Islamabad on maximum alert for final hearing in Asia Bibi freedom

The Supreme Court judges are meeting. The district magistrate ordered Pakistan’s Rangers to ensure the safety of certain sensitive areas. There is fear of renewed violence by Islamic radicals who have obtained a revision of the acquittal sentence from the government.


Islamabad (AsiaNews) - Islamabad, the capital of Pakistan, is on maximum alert where today the hearing to review the acquittal of Asia Bibi takes place at the Supreme Court. The authorities have not revealed whether the Christian mother, who was acquitted at the end of October of the blasphemy charge, for which she had been sentenced to death and spent nine years in prison, will be present in the courtroom.

What is certain is that her lawyer Saiful Malook will be. He returned from voluntary exile in Holland, where he had taken refuge to save his life after the acquittal. He has high hopes for a positive resolution of the story that has occupied the headlines for years. The plaintiffs, he says, "have no thesis against my client".

Today the court is in charge of evaluating the petition presented by Qari Muhammad Salaam. President Asif Saeed Khosa is presiding over a jury composed of him, Qazi Faez Isa and Mazhar Alam Khan Miankhel. It is the same three who have already considered Asia Bibi "not guilty".

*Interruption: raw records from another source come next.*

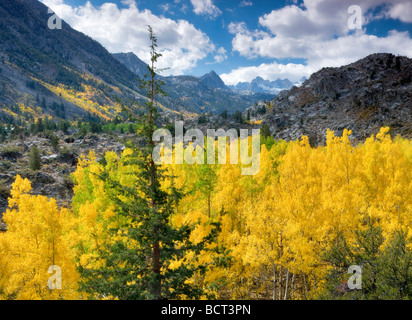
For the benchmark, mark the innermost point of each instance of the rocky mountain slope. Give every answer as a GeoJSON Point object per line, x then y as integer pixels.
{"type": "Point", "coordinates": [196, 94]}
{"type": "Point", "coordinates": [363, 96]}
{"type": "Point", "coordinates": [57, 72]}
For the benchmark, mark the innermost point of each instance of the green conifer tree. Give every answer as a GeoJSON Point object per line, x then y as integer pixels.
{"type": "Point", "coordinates": [146, 272]}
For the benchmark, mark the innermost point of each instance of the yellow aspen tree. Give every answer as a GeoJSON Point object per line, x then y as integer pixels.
{"type": "Point", "coordinates": [33, 243]}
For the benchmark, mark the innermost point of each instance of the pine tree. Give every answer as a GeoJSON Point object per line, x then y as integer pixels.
{"type": "Point", "coordinates": [148, 257]}
{"type": "Point", "coordinates": [34, 159]}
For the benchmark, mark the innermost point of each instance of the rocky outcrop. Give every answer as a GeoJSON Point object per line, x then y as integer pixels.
{"type": "Point", "coordinates": [53, 179]}
{"type": "Point", "coordinates": [373, 92]}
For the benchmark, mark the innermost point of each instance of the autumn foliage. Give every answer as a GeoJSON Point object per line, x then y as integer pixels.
{"type": "Point", "coordinates": [277, 226]}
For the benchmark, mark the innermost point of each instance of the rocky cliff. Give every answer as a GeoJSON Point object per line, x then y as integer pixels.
{"type": "Point", "coordinates": [363, 96]}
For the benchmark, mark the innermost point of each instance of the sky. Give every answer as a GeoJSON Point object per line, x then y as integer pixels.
{"type": "Point", "coordinates": [243, 39]}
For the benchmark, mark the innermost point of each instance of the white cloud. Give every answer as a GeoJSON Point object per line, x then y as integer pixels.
{"type": "Point", "coordinates": [269, 71]}
{"type": "Point", "coordinates": [246, 3]}
{"type": "Point", "coordinates": [401, 11]}
{"type": "Point", "coordinates": [318, 32]}
{"type": "Point", "coordinates": [205, 7]}
{"type": "Point", "coordinates": [221, 55]}
{"type": "Point", "coordinates": [125, 30]}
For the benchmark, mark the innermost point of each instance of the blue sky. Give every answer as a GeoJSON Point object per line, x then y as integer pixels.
{"type": "Point", "coordinates": [242, 39]}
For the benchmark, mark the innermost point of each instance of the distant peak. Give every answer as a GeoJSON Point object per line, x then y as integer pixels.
{"type": "Point", "coordinates": [212, 80]}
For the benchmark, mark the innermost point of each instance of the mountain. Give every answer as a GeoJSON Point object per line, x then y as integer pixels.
{"type": "Point", "coordinates": [213, 81]}
{"type": "Point", "coordinates": [58, 72]}
{"type": "Point", "coordinates": [207, 93]}
{"type": "Point", "coordinates": [363, 96]}
{"type": "Point", "coordinates": [259, 85]}
{"type": "Point", "coordinates": [133, 63]}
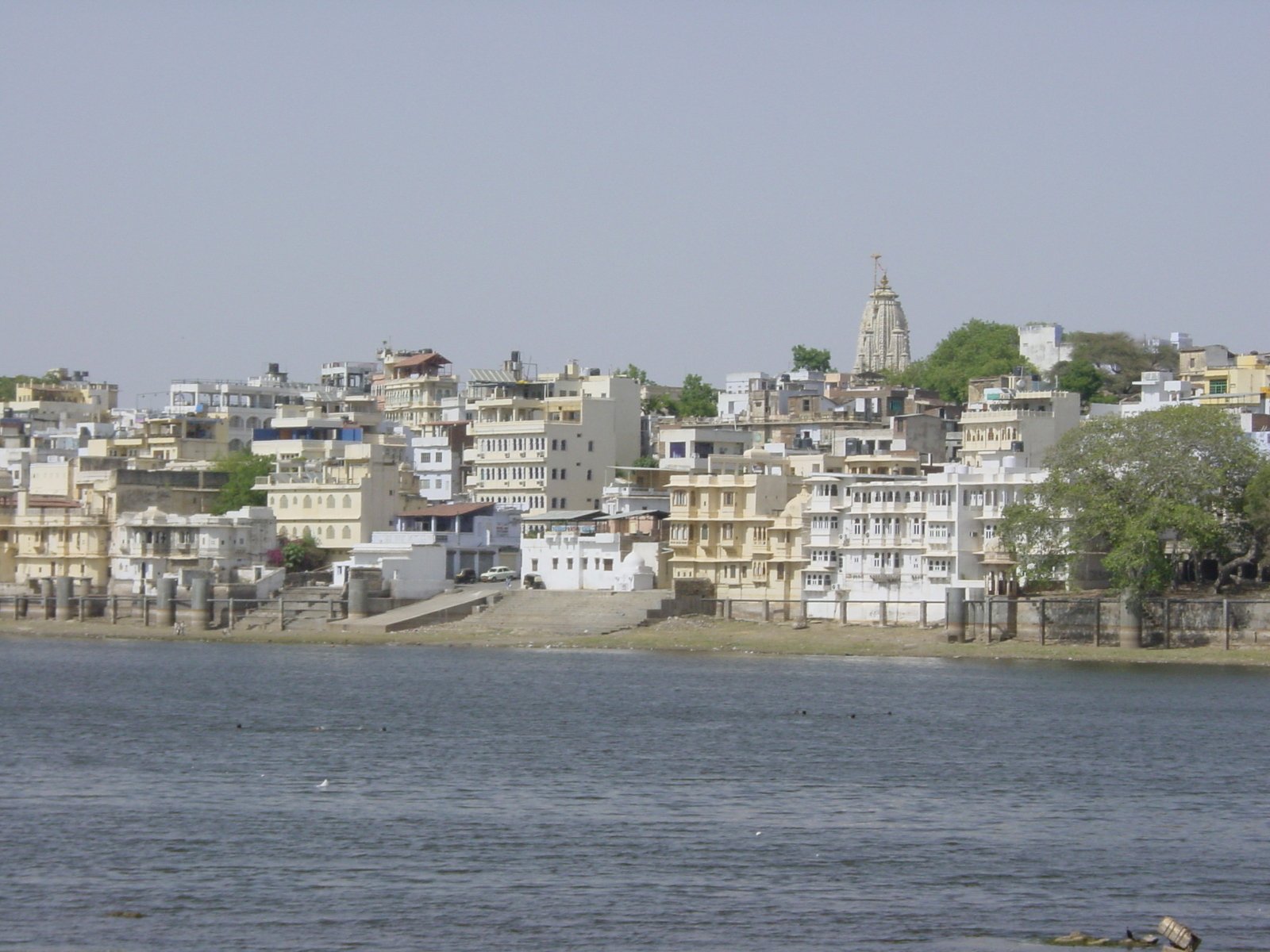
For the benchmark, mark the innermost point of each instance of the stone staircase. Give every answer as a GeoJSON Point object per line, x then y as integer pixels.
{"type": "Point", "coordinates": [302, 609]}
{"type": "Point", "coordinates": [568, 612]}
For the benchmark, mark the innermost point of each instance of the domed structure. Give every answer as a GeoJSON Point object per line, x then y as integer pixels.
{"type": "Point", "coordinates": [883, 333]}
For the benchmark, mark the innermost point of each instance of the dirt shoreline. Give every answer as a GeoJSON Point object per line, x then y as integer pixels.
{"type": "Point", "coordinates": [683, 635]}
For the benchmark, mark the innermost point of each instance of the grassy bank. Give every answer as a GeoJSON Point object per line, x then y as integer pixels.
{"type": "Point", "coordinates": [686, 635]}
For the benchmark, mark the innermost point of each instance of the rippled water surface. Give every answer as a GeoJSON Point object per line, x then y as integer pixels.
{"type": "Point", "coordinates": [552, 800]}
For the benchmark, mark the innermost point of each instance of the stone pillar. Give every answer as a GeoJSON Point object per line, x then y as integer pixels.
{"type": "Point", "coordinates": [954, 613]}
{"type": "Point", "coordinates": [359, 600]}
{"type": "Point", "coordinates": [63, 590]}
{"type": "Point", "coordinates": [167, 592]}
{"type": "Point", "coordinates": [201, 603]}
{"type": "Point", "coordinates": [1130, 625]}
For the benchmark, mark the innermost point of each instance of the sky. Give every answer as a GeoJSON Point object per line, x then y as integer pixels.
{"type": "Point", "coordinates": [196, 190]}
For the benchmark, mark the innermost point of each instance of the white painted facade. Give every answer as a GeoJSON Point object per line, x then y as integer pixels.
{"type": "Point", "coordinates": [906, 539]}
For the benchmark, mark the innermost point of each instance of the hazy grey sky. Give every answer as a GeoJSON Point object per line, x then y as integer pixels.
{"type": "Point", "coordinates": [196, 190]}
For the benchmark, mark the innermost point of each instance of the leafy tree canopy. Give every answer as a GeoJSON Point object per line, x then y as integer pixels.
{"type": "Point", "coordinates": [1081, 378]}
{"type": "Point", "coordinates": [302, 555]}
{"type": "Point", "coordinates": [810, 359]}
{"type": "Point", "coordinates": [1143, 493]}
{"type": "Point", "coordinates": [241, 490]}
{"type": "Point", "coordinates": [698, 397]}
{"type": "Point", "coordinates": [975, 349]}
{"type": "Point", "coordinates": [1119, 359]}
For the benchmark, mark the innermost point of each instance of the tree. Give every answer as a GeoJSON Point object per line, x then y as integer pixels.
{"type": "Point", "coordinates": [698, 397]}
{"type": "Point", "coordinates": [1118, 357]}
{"type": "Point", "coordinates": [975, 349]}
{"type": "Point", "coordinates": [635, 374]}
{"type": "Point", "coordinates": [810, 359]}
{"type": "Point", "coordinates": [241, 490]}
{"type": "Point", "coordinates": [1081, 378]}
{"type": "Point", "coordinates": [302, 555]}
{"type": "Point", "coordinates": [1145, 493]}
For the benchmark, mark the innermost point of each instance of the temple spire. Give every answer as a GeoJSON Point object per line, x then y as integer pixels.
{"type": "Point", "coordinates": [883, 329]}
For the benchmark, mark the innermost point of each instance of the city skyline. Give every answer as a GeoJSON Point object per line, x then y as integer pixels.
{"type": "Point", "coordinates": [198, 190]}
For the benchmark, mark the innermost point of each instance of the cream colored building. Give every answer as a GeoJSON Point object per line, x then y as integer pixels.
{"type": "Point", "coordinates": [740, 526]}
{"type": "Point", "coordinates": [414, 386]}
{"type": "Point", "coordinates": [1015, 420]}
{"type": "Point", "coordinates": [549, 442]}
{"type": "Point", "coordinates": [169, 438]}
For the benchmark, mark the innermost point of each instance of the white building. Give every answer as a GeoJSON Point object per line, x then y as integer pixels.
{"type": "Point", "coordinates": [152, 543]}
{"type": "Point", "coordinates": [1041, 346]}
{"type": "Point", "coordinates": [906, 539]}
{"type": "Point", "coordinates": [594, 551]}
{"type": "Point", "coordinates": [437, 457]}
{"type": "Point", "coordinates": [475, 536]}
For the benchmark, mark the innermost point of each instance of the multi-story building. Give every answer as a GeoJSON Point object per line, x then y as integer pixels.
{"type": "Point", "coordinates": [906, 539]}
{"type": "Point", "coordinates": [595, 550]}
{"type": "Point", "coordinates": [152, 543]}
{"type": "Point", "coordinates": [336, 486]}
{"type": "Point", "coordinates": [1015, 419]}
{"type": "Point", "coordinates": [169, 438]}
{"type": "Point", "coordinates": [416, 386]}
{"type": "Point", "coordinates": [740, 526]}
{"type": "Point", "coordinates": [475, 536]}
{"type": "Point", "coordinates": [74, 399]}
{"type": "Point", "coordinates": [548, 442]}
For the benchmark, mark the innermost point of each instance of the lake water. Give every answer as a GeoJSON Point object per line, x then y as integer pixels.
{"type": "Point", "coordinates": [603, 800]}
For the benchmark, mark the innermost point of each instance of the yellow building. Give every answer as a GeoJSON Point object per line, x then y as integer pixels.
{"type": "Point", "coordinates": [414, 384]}
{"type": "Point", "coordinates": [740, 526]}
{"type": "Point", "coordinates": [169, 438]}
{"type": "Point", "coordinates": [74, 399]}
{"type": "Point", "coordinates": [1245, 382]}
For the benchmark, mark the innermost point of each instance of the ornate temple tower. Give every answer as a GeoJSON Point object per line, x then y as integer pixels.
{"type": "Point", "coordinates": [883, 332]}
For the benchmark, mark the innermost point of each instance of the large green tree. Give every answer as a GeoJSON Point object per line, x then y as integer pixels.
{"type": "Point", "coordinates": [1143, 494]}
{"type": "Point", "coordinates": [698, 397]}
{"type": "Point", "coordinates": [1119, 359]}
{"type": "Point", "coordinates": [241, 490]}
{"type": "Point", "coordinates": [975, 349]}
{"type": "Point", "coordinates": [810, 359]}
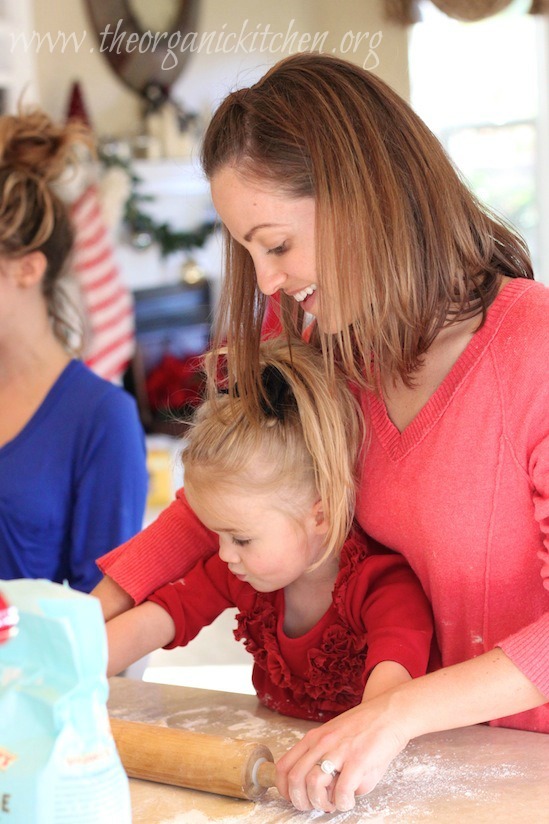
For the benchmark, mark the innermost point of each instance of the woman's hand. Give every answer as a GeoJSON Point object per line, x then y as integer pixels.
{"type": "Point", "coordinates": [361, 743]}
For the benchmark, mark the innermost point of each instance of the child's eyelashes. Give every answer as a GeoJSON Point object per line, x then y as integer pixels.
{"type": "Point", "coordinates": [278, 250]}
{"type": "Point", "coordinates": [241, 541]}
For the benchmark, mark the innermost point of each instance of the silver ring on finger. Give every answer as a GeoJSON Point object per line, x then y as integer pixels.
{"type": "Point", "coordinates": [328, 767]}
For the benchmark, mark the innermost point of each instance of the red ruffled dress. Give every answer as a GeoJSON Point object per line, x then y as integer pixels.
{"type": "Point", "coordinates": [378, 612]}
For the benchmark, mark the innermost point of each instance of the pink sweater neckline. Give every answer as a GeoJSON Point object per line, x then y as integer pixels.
{"type": "Point", "coordinates": [398, 444]}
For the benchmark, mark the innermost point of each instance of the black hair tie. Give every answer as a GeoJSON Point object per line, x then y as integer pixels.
{"type": "Point", "coordinates": [276, 389]}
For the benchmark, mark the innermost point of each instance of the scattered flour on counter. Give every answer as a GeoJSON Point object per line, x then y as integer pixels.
{"type": "Point", "coordinates": [410, 788]}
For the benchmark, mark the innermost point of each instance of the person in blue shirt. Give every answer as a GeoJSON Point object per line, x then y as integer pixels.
{"type": "Point", "coordinates": [73, 478]}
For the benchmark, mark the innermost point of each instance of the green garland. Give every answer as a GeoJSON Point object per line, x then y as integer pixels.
{"type": "Point", "coordinates": [142, 228]}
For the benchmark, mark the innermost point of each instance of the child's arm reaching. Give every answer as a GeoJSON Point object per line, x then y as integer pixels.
{"type": "Point", "coordinates": [385, 676]}
{"type": "Point", "coordinates": [137, 632]}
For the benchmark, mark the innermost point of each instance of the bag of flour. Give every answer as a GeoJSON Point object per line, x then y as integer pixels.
{"type": "Point", "coordinates": [58, 761]}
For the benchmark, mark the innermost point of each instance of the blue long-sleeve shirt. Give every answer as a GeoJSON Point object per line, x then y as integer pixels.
{"type": "Point", "coordinates": [73, 482]}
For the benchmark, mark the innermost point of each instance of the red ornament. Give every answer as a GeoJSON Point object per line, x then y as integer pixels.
{"type": "Point", "coordinates": [77, 109]}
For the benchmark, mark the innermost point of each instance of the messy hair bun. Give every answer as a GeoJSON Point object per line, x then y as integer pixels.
{"type": "Point", "coordinates": [34, 153]}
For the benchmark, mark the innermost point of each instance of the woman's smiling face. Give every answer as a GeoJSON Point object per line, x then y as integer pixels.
{"type": "Point", "coordinates": [278, 231]}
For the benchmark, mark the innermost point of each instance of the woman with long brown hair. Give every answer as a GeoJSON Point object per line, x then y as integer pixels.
{"type": "Point", "coordinates": [336, 198]}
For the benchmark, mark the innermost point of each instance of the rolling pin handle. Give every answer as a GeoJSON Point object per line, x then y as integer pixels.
{"type": "Point", "coordinates": [263, 773]}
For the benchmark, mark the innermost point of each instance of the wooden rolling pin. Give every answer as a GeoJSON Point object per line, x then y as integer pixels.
{"type": "Point", "coordinates": [228, 766]}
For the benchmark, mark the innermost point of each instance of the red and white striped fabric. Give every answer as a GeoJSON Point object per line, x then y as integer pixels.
{"type": "Point", "coordinates": [107, 302]}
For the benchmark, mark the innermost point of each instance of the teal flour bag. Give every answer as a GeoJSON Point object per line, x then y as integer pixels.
{"type": "Point", "coordinates": [58, 761]}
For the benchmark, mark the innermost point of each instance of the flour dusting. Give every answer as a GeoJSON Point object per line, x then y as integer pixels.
{"type": "Point", "coordinates": [411, 788]}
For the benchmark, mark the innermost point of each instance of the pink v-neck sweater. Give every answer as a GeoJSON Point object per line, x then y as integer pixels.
{"type": "Point", "coordinates": [462, 493]}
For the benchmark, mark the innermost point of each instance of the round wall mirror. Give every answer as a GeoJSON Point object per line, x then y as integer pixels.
{"type": "Point", "coordinates": [144, 42]}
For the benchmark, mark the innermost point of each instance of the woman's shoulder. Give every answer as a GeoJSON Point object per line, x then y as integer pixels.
{"type": "Point", "coordinates": [89, 390]}
{"type": "Point", "coordinates": [522, 307]}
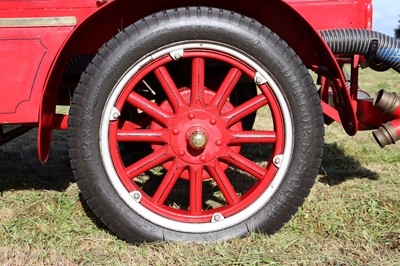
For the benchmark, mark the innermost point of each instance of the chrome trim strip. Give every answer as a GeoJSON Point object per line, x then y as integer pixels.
{"type": "Point", "coordinates": [38, 22]}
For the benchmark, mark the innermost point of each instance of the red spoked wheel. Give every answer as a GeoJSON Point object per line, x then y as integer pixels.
{"type": "Point", "coordinates": [195, 135]}
{"type": "Point", "coordinates": [160, 138]}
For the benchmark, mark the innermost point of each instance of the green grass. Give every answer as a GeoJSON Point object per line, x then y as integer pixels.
{"type": "Point", "coordinates": [350, 218]}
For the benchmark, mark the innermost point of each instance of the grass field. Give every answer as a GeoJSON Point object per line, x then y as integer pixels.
{"type": "Point", "coordinates": [350, 218]}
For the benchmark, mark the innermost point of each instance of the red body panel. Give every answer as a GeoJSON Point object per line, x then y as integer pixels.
{"type": "Point", "coordinates": [33, 55]}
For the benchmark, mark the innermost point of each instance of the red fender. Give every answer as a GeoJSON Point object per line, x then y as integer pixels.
{"type": "Point", "coordinates": [100, 25]}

Salaam instead is the Islamic preacher of the mosque in the village of Nankana Sahib, the one who in 2009 filed a denunciation for contempt of the Prophet Muhammad against Asia Bibi. In all likelihood, as has already happened with the acquittal, the judges could secret their decision, to quell the passions of the radicals.

Yesterday, the capital's district magistrate ordered National Rangers to be deployed in sensitive areas, including Judges Colony, the ministry's enclave and the diplomatic zone. The goal is to ensure security in Islamabad during the hearing on the "sensitive case" and "avoid any deplorable incident". There are hundreds of agents deployed.

What worries the authorities is the probable violent reaction of the Islamic radicals of the Tehreek-i-Labbaik Pakistan (Tlp) party who in November set the country on fire  protesting Asia’s aquittal. She was sentenced to death on 7 November 2010 by a Punjab court. She had been arrested for contempt of the Prophet Muhammad in June of the previous year, after an argument with some of her colleagues in which she defended her religion. To prevent the escalation of violence, the government of Imran Khan came to terms with the demonstrators and granted the revision of the verdict of the supreme judges.

In October, the Christian woman was released but cannot leave the country on the basis of an agreement with Islamic radicals. From that moment she lives in Islamabad in a place of maximum security, escorted and protected. Of her family, only her husband could re-embrace her, unlike her four daughters.